Like many, I’m somebody who thinks that the stronger the impression information makes, the more people will retain. I think that’s probably the reason I was so enthralled with what was happening over at Information is Beautiful with their new interactive infographic. This new means of presenting data, well new to me, does so to get some hard facts across about supplements, their uses and whether or not they’ve ever been proven to do anything for a certain cause. The infographic brings it to the next level and all you have to do to learn about your favorite diet supplement is hover the mouse over it.

snake oil?

In this beautiful organization of supplements and how, or if, they work, the bubbles are organized as if it were a race to the top. According to Information is beautiful’s data, the bubbles at the top have the most evidence supporting the various claims made on their behalves. Similarly, the bigger the bubble is, the more commonly used it is in our society to treat these certain issues. There are also some rust colored balls that are supposed to be studies to watch as more and more information is being collected on the supplements and how to affect certain maladies.

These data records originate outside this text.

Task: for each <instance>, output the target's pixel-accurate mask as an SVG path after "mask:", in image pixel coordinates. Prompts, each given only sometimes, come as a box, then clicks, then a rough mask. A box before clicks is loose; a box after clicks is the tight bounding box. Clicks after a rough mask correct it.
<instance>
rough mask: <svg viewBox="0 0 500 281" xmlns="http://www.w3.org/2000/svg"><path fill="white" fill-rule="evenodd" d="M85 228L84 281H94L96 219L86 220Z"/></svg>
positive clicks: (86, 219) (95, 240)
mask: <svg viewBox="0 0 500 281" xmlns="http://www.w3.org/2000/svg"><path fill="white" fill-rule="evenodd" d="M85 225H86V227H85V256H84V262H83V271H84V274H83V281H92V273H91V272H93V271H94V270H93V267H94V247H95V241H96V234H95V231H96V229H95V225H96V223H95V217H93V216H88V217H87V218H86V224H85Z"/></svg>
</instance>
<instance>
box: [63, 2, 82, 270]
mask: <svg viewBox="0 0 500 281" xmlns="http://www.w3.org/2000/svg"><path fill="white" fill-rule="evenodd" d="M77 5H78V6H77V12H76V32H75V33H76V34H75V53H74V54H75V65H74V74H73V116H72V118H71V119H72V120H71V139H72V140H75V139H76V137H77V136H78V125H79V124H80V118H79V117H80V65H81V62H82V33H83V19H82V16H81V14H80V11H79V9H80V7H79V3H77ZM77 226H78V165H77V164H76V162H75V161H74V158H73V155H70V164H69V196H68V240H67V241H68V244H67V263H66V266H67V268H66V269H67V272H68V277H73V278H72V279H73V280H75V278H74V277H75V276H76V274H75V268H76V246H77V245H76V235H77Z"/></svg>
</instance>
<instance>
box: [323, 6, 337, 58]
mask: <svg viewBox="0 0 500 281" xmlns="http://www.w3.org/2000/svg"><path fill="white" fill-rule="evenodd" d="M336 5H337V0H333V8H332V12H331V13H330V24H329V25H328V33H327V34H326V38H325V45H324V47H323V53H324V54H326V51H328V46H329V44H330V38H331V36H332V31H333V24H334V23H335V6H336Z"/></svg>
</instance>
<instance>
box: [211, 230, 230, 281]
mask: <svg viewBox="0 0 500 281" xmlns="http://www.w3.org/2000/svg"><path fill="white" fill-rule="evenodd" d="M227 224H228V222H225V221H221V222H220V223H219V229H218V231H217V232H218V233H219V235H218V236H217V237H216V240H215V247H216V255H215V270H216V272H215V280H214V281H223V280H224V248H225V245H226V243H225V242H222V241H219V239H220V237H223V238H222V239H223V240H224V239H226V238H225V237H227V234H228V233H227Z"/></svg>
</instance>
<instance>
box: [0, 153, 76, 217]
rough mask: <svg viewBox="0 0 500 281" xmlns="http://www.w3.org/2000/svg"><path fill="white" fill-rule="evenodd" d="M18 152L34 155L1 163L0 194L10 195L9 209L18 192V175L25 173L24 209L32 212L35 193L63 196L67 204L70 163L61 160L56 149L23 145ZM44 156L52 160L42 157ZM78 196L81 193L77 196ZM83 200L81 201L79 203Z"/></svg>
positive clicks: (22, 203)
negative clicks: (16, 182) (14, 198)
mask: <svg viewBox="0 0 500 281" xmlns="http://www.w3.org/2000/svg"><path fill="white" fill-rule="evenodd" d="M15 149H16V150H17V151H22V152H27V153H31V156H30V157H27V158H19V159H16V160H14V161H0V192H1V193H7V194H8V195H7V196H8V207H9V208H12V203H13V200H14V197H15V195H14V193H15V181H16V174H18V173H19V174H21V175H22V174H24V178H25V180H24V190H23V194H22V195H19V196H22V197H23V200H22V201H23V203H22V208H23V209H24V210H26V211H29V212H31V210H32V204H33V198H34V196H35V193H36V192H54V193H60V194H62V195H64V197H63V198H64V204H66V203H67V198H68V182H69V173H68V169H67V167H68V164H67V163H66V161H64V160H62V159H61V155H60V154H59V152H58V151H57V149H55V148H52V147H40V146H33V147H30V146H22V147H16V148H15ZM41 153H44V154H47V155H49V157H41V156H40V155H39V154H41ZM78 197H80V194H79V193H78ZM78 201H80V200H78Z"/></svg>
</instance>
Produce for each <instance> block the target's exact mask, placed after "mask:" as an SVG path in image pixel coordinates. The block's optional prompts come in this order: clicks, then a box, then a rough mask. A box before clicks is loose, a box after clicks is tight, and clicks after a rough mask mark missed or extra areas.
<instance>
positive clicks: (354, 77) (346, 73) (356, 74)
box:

I think I was most surprised by just how much evidence there was for Vitamin D’s effect in warding off cancer and keeping people in good general health. I guess every time I saw an article praising it and condemning the government for making it illegal, I just thought it was propaganda. I don’t know if it’s a good time to stop hitting the treadmill yet but it’s still very interesting stuff. I lost a good half hour to hovering my mouse over different balls and learning about supplements.